Der 1960 geborene Kläger trat im Oktober 1998 bei der D Business Services GmbH & Co. OHG ein. Infolge verschiedener Betriebsübergänge und Verschmelzungen ging das Arbeitsverhältnis 2007 auf die B D Computer GmbH über, die seit Ende 2009 unter der Bezeichnung der Beklagten firmiert. Der Kläger wurde bei der Beklagten bzw. ihren Vorgängern nach der Vertragsgruppe OFK und damit als leitender Angestellter behandelt. Im Zuge des Übergangs 2007 wurden alle Mitarbeiter dieser Gruppe ab dem 01.10.2007 dem "Kreis der übertariflichen Angestellten" (ÜT-Kreis) zugeordnet. Seitdem war der Kläger kein leitender Angestellter mehr, die ihm zuvor erteilte Handlungsvollmacht wurde entzogen. Der Kläger erklärte sich damit einverstanden.

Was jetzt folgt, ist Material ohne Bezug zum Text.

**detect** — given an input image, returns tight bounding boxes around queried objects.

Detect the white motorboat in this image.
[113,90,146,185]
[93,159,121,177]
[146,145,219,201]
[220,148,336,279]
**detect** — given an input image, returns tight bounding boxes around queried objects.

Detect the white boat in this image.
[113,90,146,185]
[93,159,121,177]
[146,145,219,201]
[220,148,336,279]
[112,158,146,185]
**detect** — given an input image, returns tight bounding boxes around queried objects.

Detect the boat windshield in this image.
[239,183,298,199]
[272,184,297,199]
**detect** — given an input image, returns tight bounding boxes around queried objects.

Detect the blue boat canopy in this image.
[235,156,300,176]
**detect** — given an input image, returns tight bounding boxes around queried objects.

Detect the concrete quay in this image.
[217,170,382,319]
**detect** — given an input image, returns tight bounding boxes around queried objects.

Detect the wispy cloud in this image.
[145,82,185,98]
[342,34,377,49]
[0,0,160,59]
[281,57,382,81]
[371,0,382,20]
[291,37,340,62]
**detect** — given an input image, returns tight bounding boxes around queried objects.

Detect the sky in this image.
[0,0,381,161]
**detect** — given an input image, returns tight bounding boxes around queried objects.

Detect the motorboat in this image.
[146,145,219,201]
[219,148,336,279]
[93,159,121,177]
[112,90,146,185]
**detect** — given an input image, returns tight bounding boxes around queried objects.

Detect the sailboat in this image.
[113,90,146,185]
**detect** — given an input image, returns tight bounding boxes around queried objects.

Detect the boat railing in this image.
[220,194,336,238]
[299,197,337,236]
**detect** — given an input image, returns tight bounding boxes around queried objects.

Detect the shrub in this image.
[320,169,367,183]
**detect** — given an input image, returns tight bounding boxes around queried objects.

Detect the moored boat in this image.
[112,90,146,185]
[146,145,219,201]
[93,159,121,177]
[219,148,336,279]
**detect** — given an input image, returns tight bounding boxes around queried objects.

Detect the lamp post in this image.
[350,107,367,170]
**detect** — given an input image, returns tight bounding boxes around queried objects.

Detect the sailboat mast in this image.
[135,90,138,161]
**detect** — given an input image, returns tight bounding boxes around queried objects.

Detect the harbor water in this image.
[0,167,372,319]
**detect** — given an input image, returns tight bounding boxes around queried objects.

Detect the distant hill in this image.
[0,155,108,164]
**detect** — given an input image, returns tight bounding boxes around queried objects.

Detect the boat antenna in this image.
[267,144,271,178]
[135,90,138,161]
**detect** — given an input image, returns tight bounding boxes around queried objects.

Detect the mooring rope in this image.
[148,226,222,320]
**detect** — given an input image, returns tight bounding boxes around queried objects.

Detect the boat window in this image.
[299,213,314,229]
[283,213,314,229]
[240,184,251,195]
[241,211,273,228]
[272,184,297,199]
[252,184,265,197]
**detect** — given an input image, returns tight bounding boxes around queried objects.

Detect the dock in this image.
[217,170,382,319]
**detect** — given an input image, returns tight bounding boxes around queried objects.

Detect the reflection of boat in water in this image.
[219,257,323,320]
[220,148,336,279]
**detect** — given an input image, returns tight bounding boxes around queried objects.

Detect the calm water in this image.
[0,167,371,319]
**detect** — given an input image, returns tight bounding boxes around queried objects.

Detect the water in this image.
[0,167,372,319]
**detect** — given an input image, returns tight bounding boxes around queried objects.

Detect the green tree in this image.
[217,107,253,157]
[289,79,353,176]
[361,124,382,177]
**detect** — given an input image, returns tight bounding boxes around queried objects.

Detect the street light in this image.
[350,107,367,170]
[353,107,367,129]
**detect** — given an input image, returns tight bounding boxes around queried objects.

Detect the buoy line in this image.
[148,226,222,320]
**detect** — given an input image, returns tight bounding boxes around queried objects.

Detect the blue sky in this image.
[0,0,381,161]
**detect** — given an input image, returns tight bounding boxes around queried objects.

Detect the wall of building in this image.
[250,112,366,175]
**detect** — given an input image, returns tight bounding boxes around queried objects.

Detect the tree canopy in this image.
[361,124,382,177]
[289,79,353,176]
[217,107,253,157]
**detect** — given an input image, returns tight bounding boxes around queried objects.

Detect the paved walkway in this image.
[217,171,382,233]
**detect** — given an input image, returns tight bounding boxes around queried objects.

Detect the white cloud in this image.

Bei der Begründung des Arbeitsverhältnisses im Jahre 1998 wurde dem Kläger eine Zusage über Leistungen der betrieblichen Altersversorgung nach Maßgabe der "Bedingungen 1996 für Individuelle Pensionszusagen im Leitungskreis" gemacht. Danach sollte er im Alter von 60 Jahren eine monatliche Pension in Höhe von 2.500,00 DM erhalten. Wörtlich heißt es in dem entsprechenden Schreiben vom 20.05.1998:

"Individuelle Pensionszusage

Sehr geehrter Herr F.,

wir freuen uns, Ihnen mit Wirkung ab 01.10.1998 eine mit Alter 60 erreichbare Pension in Höhe von

monatlich DM 2.500,00

zusagen zu können.

Es gelten die beigefügten Bedingungen 1996 für individuelle Pensionszusagen.

..."

Mit (elektronischem) Rundschreiben vom 24.05.2019 wurden alle Mitarbeiter der Beklagten mit arbeitgeberfinanzierter Altersversorgung darüber informiert, dass im Rahmen einer "Neuordnung der Versorgungswerke in der betrieblichen Altersversorgung (sogenannter Pension Freeze) vom 30.06.2019" eine Gesamtbetriebsvereinbarung (GBV zur Neuordnung von Versorgungswerken in der betrieblichen Altersversorgung vom 17.04.2019) abgeschlossen worden sei. Dort sei geregelt, dass die betrieblichen Versorgungsleistungen auf dem per 30.06.2019 erreichten Besitzstand eingefroren würden. Dies habe zur Konsequenz, dass die Versorgungsanwartschaften der Berechtigten weder durch zukünftige Dienstjahre noch durch zukünftige Gehaltssteigerungen über das zum 30.06.2019 erreichte Niveau hinaus für die Zukunft ansteigen würde. Hiervon seien durch Betriebszugehörigkeit bis zum 30.06.2019 verdiente Anwartschaften nicht betroffen. Für den Kläger bedeutet das einen erdienten Besitzstand zu diesem Stichtag in Höhe von 1.205,63 €.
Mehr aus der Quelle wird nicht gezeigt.